Stud Health Technol Inform. 2000;77:456-61.
The processing of medical texts is a burden in the absence of a toolset designed for simple operations such as recognizing morphological variants, updating and accessing a word dictionary of the domain and segmenting words with multiple morpho-semantems. The apparent simplicity of these basic operations is an illusion because it soon becomes clear that quality implementation is a long-term task. Coherency between subtasks may be lacking unless strict rules are enforced.

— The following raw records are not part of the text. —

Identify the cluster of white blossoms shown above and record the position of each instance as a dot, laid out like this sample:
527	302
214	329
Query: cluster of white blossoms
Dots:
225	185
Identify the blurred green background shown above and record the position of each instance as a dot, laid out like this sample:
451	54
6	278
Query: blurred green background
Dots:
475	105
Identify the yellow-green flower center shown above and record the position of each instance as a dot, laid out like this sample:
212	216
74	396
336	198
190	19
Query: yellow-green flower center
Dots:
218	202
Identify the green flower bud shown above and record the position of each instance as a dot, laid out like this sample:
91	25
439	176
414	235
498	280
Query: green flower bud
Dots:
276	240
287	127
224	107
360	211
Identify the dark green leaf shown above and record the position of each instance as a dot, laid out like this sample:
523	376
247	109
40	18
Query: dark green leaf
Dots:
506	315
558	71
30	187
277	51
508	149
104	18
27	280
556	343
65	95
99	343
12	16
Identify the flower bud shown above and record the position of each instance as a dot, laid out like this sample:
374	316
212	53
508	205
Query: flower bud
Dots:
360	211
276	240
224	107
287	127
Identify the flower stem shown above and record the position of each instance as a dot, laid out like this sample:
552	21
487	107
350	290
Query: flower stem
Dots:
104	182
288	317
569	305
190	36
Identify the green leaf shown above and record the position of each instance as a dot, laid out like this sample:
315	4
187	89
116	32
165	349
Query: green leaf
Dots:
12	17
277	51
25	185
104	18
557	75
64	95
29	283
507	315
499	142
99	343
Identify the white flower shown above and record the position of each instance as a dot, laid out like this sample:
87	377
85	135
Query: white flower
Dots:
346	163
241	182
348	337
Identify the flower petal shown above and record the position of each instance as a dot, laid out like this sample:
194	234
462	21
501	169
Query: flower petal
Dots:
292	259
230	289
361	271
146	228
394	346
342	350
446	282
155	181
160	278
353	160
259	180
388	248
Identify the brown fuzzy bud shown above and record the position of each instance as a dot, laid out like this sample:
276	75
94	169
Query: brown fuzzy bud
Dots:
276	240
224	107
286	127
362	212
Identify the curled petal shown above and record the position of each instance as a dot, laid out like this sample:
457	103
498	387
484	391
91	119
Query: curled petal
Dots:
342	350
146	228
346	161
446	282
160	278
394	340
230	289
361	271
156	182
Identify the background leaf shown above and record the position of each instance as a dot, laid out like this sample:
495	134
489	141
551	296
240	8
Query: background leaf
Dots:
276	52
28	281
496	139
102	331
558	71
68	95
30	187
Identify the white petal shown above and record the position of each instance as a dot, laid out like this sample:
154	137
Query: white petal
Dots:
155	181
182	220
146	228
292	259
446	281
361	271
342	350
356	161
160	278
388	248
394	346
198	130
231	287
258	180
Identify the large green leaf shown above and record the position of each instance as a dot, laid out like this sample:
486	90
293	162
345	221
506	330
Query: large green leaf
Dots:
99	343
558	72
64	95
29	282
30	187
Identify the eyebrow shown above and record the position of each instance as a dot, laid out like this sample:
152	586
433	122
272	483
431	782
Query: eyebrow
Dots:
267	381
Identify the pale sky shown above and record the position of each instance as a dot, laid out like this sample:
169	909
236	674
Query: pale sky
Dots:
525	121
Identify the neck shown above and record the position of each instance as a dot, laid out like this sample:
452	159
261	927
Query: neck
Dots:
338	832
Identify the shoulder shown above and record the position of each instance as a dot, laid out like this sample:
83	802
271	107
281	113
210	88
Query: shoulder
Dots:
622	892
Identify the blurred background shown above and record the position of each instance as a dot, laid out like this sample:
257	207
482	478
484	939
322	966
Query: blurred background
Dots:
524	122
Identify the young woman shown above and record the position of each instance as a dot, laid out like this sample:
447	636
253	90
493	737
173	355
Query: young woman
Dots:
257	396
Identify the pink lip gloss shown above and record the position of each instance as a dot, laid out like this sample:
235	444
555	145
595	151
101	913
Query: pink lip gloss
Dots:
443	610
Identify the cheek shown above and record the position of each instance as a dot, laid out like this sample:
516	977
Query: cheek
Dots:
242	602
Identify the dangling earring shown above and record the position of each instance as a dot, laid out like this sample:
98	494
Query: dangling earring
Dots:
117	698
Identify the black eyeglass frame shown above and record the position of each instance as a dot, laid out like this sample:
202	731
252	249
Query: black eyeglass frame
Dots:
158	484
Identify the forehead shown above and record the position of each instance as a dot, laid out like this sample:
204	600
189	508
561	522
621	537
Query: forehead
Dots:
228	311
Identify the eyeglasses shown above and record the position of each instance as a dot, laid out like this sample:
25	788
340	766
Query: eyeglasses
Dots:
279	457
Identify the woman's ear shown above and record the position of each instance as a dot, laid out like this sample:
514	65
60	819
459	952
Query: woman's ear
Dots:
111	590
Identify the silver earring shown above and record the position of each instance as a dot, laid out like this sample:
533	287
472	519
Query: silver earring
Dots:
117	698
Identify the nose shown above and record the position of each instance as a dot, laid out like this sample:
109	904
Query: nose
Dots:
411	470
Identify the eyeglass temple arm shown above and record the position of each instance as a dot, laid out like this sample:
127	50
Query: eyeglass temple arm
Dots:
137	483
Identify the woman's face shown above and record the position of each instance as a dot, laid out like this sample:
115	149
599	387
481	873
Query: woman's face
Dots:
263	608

In fact, good tools are rarely available or have not been tailored for the medical profession. This paper aims at defining a complete toolset for medical word processing. In addition, it provides relevant examples of the inherent difficulties of this task. It reports on typical results that can be expected from an industry-standard implementation.
在缺乏专为诸如识别形态变体、更新和访问领域词汇表以及对具有多种形态语义的单词进行分词等简单操作而设计的工具集的情况下,医学文本的处理是一项负担。这些基本操作表面上看似简单,实则是一种错觉,因为很快就会发现高质量的实现是一项长期任务。除非执行严格的规则,否则子任务之间可能缺乏连贯性。事实上,很少有好用的工具,或者说没有专门为医学专业量身定制的工具。本文旨在定义一套完整的医学文字处理工具集。此外,它还提供了这项任务固有困难的相关示例。它报告了行业标准实现可能产生的典型结果。